Thursday, November 25, 2010

WORMS November 23




I would have to reach far back into my life, into my childhood really, when my friend's Uncle Johnny would have us over at his shore house that was literally feet away from a pier and the bay and had a fridge always stocked with Coke and Yoo-hoos, to think of a host as generous and kind as Sir Robert M. O'Brien. In just a year and a half or so he has truly built up a great reading series that draws an attentive crowd and mixes up some good diverse intellects.



And just in case you are new to the series and not sure you have found your way to the right spot in the catacombs of the Bell Foundry building (Isn't this the basement parking garage where Marvin Mandell would eat the still beating dismembered hearts of Baltimore orphans?), Robert wears a pleasingly bright lime hoodie to draw your eye and help the pickpockets in the crowd get some work done.

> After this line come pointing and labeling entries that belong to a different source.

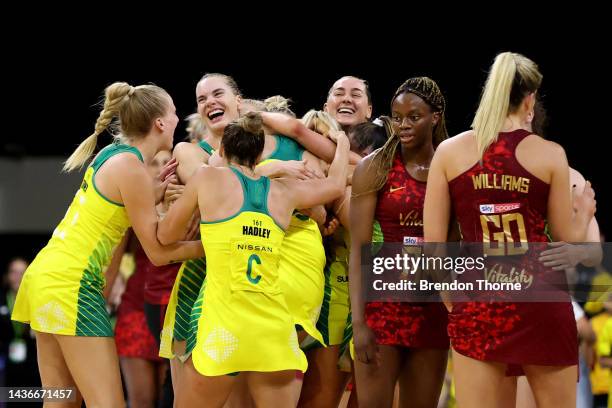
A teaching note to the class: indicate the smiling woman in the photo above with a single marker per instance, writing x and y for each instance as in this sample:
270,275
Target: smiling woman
386,184
349,101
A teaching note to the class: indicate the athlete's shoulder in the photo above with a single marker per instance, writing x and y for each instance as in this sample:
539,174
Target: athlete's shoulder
546,148
184,150
125,161
577,179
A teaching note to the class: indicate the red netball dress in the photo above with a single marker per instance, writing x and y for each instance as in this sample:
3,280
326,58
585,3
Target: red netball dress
132,335
399,220
502,207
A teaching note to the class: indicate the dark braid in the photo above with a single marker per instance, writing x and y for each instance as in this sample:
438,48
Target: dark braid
426,89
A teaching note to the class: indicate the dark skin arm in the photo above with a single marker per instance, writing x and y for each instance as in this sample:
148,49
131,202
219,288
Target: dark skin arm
362,209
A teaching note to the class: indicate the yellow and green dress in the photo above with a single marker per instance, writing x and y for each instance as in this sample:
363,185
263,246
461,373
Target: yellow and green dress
185,303
302,257
61,291
245,324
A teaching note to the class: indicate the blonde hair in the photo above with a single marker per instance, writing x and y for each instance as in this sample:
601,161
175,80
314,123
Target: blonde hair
278,103
135,108
320,121
195,127
511,78
258,106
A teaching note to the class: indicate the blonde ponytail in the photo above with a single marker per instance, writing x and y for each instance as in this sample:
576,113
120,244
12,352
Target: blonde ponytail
115,95
495,101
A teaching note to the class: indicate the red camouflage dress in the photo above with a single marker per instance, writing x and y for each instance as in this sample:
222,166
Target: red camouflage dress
501,202
399,220
132,335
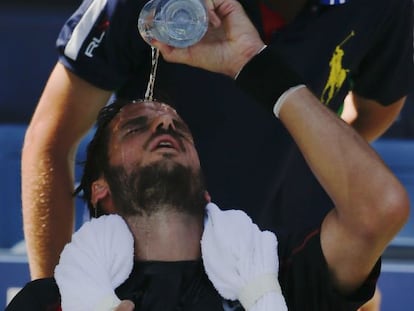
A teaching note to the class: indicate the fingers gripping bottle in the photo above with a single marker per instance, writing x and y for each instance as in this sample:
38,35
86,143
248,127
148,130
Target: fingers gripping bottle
179,23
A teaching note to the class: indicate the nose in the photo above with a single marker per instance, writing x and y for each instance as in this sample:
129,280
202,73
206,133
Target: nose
165,122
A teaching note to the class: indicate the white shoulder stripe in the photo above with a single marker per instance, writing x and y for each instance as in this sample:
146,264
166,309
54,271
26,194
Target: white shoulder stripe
83,28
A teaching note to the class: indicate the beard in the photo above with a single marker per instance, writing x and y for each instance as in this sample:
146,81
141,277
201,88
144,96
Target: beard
157,187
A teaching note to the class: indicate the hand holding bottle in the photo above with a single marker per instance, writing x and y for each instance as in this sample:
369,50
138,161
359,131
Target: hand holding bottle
230,42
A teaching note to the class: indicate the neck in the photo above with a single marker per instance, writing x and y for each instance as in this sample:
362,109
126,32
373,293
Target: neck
166,236
288,9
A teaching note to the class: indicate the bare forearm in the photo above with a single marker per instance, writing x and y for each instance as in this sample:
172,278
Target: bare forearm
343,162
66,111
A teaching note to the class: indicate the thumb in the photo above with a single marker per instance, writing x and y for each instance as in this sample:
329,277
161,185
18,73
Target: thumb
125,305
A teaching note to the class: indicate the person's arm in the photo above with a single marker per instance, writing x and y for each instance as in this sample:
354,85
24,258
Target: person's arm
65,112
368,117
371,205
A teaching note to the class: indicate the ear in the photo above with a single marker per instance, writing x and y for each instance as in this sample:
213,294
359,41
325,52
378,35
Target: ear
101,193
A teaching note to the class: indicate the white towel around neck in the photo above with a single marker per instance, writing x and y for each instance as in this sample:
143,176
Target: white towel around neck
240,260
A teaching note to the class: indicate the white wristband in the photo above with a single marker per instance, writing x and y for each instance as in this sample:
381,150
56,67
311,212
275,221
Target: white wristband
279,103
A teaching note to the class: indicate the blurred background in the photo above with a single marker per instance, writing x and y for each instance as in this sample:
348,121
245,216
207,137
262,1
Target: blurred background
27,54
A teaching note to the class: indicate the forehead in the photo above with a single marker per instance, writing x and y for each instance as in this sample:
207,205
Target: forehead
145,108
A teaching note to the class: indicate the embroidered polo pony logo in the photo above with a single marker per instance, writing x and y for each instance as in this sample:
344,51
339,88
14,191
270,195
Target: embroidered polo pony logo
337,74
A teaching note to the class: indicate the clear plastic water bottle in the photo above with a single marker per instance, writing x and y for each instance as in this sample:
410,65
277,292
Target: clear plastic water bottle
179,23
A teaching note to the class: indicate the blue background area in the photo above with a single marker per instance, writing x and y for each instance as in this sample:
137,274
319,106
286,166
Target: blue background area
27,55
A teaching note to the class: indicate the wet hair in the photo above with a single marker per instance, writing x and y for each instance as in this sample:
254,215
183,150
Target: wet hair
97,153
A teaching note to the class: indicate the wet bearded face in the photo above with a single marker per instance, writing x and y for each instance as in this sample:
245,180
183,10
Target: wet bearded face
157,186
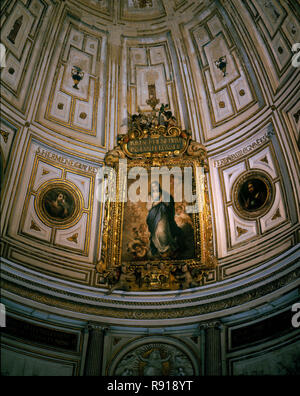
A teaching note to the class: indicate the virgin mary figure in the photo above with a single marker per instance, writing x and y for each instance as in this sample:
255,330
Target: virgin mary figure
166,238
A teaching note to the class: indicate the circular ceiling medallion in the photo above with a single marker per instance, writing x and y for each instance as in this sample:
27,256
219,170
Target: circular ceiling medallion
58,204
253,194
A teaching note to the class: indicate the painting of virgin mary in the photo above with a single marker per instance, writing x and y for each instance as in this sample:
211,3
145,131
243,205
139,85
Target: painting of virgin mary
166,238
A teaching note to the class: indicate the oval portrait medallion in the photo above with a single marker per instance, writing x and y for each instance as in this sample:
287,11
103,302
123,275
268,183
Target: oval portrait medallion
253,194
58,204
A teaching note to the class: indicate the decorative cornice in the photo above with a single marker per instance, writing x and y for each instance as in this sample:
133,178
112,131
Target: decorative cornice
136,313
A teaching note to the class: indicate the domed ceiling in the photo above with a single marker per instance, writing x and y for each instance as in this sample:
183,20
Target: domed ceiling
76,72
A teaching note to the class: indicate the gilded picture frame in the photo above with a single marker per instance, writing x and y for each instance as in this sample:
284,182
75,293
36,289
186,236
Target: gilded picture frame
153,243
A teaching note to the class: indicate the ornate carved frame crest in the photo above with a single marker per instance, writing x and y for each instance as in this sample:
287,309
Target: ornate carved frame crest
155,141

Also, at each WORMS reading, Bob starts off with a nice twist on the ordinary. This time he read the synopsis of a Bugs Bunny cartoon, which took on a new life in this format. The first WORMS of the season Bob talked about the recent phenomenon of "celebrity poetry" and he read verbatim from an inane website advising you on how to get rich quick on Britney quatrains. In honor of that moment I read my poem at this November WORMs that I wrote in homage to the actor who never sleeps and whose doctorates could wallpaper a mansion - James Franco. I dedicated my last poem to publisher genius Adam Robinson not even realizing that he was sitting front row to my left with brainy and wild Stephanie Barber who was shape shifting and burning off so many calories just sitting and squirming in her chair that there were more rainbow colors being given off her aura than a sea of glow sticks at a Phish concert.



After the crowd was done with me, next up was Jeremy Hoevenaar, who moved here fairly recently from Brooklyn.




Third was the Sphinx-like Joseph Young who calmly read micro-stories from Easter Rabbit. His soothing reading voice and gentle flipping of pages reminded me of my favorite newscaster from the 9/11 mess. I never knew his name and he always seemed to come on after midnight. He catalogued updates and events in a low deep tone that wasn't meant to sedate or trick but merely to give each word equal weight and chance and the sound of his words was a promise that life would go on, that this too would be lived through and we would come through the other end of it, only to be bent over a park bench and jackknifed by Karl Rove and his boys over and over while car horns blatted out some football team's fight song.

I have to say that some of my attention was diverted from Joe's reading by the fact that he was only wearing a t-shirt in a warehouse basement on a late November night. I was having sympathetic chilblain freeze, but that might have been also from the miniature Coke I was sipping.






This gent is Matthew Smith, a Johns Hopkins graduate and he also is endowed with one of those voices from beyond. Many of his poems were classically themed and he told great tales of ancient mythology setting a few pieces up, so he made a nice lead-in to the fuzzily shimmering star of the night, Chris Mason.






Chris is one of the rare poets who I can't get enough of in a reading. This one in particular seemed cruelly short. He has a new book coming out on Narrowhouse Press called Hum Who Hiccup and he read a few pieces from there, plus one of his old "click" poems. When I hear Chris read I always feel a renewed belief in humanity, that kindness and thought can still exist and grow. And I also feel slightly ashamed of myself, that I'm not doing enough, not pushing my boundaries enough. But then I go home, slip into some oversized Austin Powers teeth, put on an episode of "The Honeymooners" and wash some Cheetohs down with Robotussin.